Заработали электромоторы, винты одновременно повернулись, и первый
батискаф медленно двинулся вперед.
Внутри стальной оболочки - лишь десяти футов длиной и шести в
поперечнике - Дэвид Уэббер полулежал позади пилота и прижимался лицом к
шестидюймовому иллюминатору, наблюдая, как свет скользит по крутым серым
откосам из ила и скальных пород, уходящим в бесконечность, спускающимся
из ниоткуда в никуда.
"Четыре тысячи метров", - подумал Уэббер. Где-то тринадцать тысяч
футов воды. Две с половиной мили. Вся эта вода над ним, все это давление
вокруг. Какое давление? Невозможно подсчитать. Но наверняка достаточное,
чтобы расплющить человека в лепешку.
"Не думай об этом, - сказал он себе. - Будешь думать - превратишься в
дерьмо собачье. А здесь неподходящее время и место для подобного. Тебе
нужна эта работа, тебе нужны деньги. Просто сделай дело - и убирайся
отсюда к черту".
Несколько капель конденсата упали с потолка ему за шиворот.
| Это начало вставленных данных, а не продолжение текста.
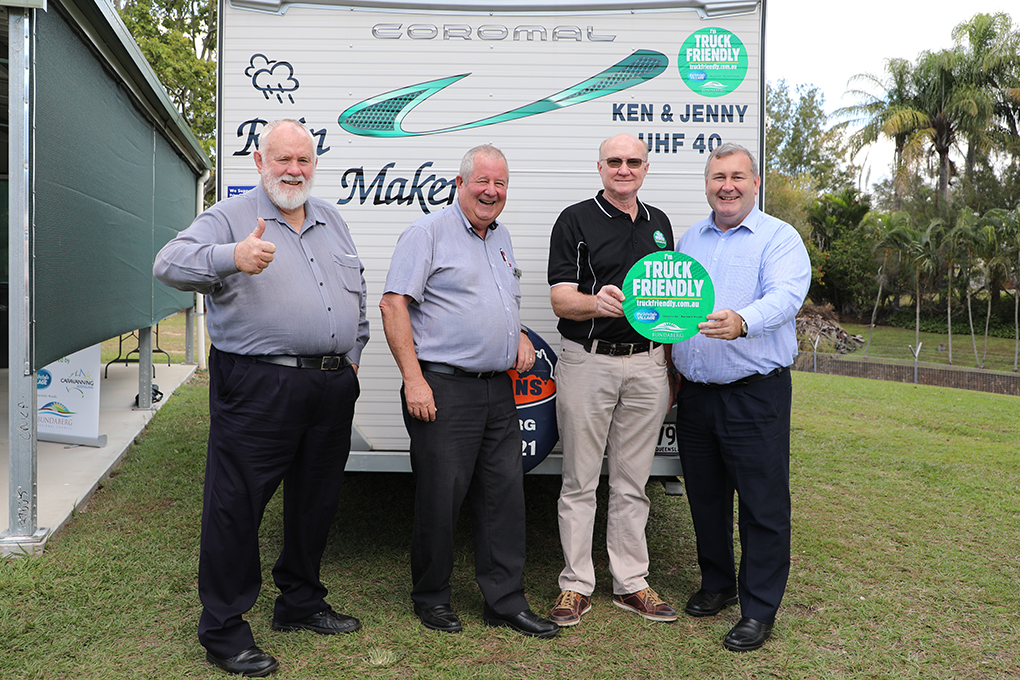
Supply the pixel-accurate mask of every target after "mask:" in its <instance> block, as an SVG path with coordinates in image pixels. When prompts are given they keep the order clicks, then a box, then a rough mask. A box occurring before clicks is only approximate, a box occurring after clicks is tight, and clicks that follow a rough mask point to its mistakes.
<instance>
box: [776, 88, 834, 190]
mask: <svg viewBox="0 0 1020 680" xmlns="http://www.w3.org/2000/svg"><path fill="white" fill-rule="evenodd" d="M795 90H796V92H795V93H790V91H789V86H787V85H786V82H785V81H783V80H780V81H778V82H776V83H774V84H773V83H768V84H767V85H766V87H765V110H766V121H765V148H766V150H767V156H766V159H765V167H766V169H767V170H769V171H775V172H778V173H780V174H782V175H785V176H787V177H810V180H811V181H812V184H813V185H814V187H815V189H816V190H818V191H832V192H834V191H840V190H843V189H846V188H848V187H851V186H853V178H854V171H853V167H852V166H851V165H850V163H849V161H848V158H849V146H848V145H847V143H846V142H845V140H844V138H843V133H841V132H840V130H838V129H831V128H829V127H828V114H827V113H825V96H824V95H823V94H822V92H821V90H819V89H818V88H817V87H815V86H813V85H798V86H797V87H796V89H795Z"/></svg>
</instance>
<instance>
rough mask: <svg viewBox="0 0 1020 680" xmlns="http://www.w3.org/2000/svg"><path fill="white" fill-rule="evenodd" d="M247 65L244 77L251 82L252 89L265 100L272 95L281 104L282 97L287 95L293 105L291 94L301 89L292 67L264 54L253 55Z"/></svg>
mask: <svg viewBox="0 0 1020 680" xmlns="http://www.w3.org/2000/svg"><path fill="white" fill-rule="evenodd" d="M248 64H249V65H248V68H246V69H245V75H247V76H249V77H250V79H251V80H252V87H253V88H255V89H256V90H258V91H259V92H261V93H262V95H263V96H264V97H265V98H266V99H269V95H273V94H274V95H276V101H277V102H279V103H281V104H283V103H284V97H283V95H287V98H288V99H289V100H291V103H292V104H293V103H294V96H293V95H292V94H291V93H292V92H294V91H296V90H297V89H298V88H299V87H301V84H300V83H298V79H296V77H294V66H292V65H291V63H290V62H289V61H275V60H272V59H269V57H267V56H265V55H264V54H253V55H252V58H251V59H250V60H249V61H248ZM277 71H278V72H277Z"/></svg>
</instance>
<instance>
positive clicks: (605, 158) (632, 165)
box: [602, 158, 647, 170]
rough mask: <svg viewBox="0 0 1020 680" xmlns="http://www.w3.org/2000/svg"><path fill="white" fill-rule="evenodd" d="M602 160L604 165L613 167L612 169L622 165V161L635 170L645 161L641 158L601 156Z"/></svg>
mask: <svg viewBox="0 0 1020 680" xmlns="http://www.w3.org/2000/svg"><path fill="white" fill-rule="evenodd" d="M602 162H604V163H605V164H606V165H608V166H609V167H611V168H613V169H614V170H615V169H616V168H618V167H619V166H621V165H623V164H624V163H626V164H627V167H629V168H630V169H631V170H636V169H637V168H640V167H642V166H643V165H644V164H645V163H646V162H647V161H645V160H644V159H643V158H628V159H626V160H623V159H622V158H603V159H602Z"/></svg>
Уэббер
подскочил.
Пилот взглянул на него и засмеялся:
- Жаль, я не заметил, а то бы закричал вместе с тобой и ты бы
подумал, что нам хана. - Он ухмыльнулся. - Я люблю проделывать такие
штучки, когда кто-нибудь спускается в первый раз. Глаза у них становятся
как у бешеной селедки.
- Шутник, - сказал Уэббер. - Я бы прислал тебе счет за чистку одежды.
Он вздрогнул и обхватил себя за плечи, растирая их. Наверху, где было
около тридцати градусов тепла, Уэббер потел в шерстяном свитере,
шерстяных носках и вельветовых брюках. Однако за три часа, ушедшие на
спуск, температура упала больше чем на двадцать пять градусов. Теперь он
замерзал, и хотя по-прежнему потел, но теперь лишь от страха.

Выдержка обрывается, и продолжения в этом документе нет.